5) Penyakit Cacing Trematoda
Penyebab: cacing kecil Gyrodactylus dan Dactylogyrus. Cacing Dactylogyrus menyerang insang, sedangkan cacing Gyrodactylus menyerang kulit dan sirip. Gejala: insang yang dirusak menjadi luka-luka, kemudian timbul pendarahan yang akibatnya pernafasan terganggu. Pengendalian: (1) direndam Formalin 250 cc/m3 air selama 15 menit; (2)
Methyline Blue 3 ppm selama 24 jam; (3) mencelupkan tubuh ikan ke dalam larutan Kalium -Permanganat (KMnO4) 0,01% selama 30 menit; (4) memakai larutan NaCl 2% selama 30 menit; (5) dapat juga memakai larutan NH4OH 0,5% selama 10 menit.
6) Parasit Hirudinae
Penyebab: lintah Hirudinae, cacing berwarna merah kecoklatan.
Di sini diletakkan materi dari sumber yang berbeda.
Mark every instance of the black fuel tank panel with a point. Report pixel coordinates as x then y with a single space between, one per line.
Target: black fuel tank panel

Gejala: pertumbuhannya lambat, karena darah terhisap oleh parasit, sehingga menyebabkan anemia/kurang darah. Pengendalian: selalu diamati pada saat mengurangi padat tebar dan dengan larutan Diterex 0,5 ppm.
Apabila lele menunjukkan tanda-tanda sakit, harus dikontrol faktor penyebabnya, kemudian kondisi tersebut harus segera diubah, misalnya :
1) Bila suhu terlalu tinggi, kolam diberi peneduh sementara dan air digantidengan yang suhunya lebih dingin.
2) Bila pH terlalu rendah, diberi larutan kapur 10 gram/100 l air.
3) Bila kandungan gas-gas beracun (H2S, CO2), maka air harus segera diganti.
4) Bila makanan kurang, harus ditambah dosis makanannya.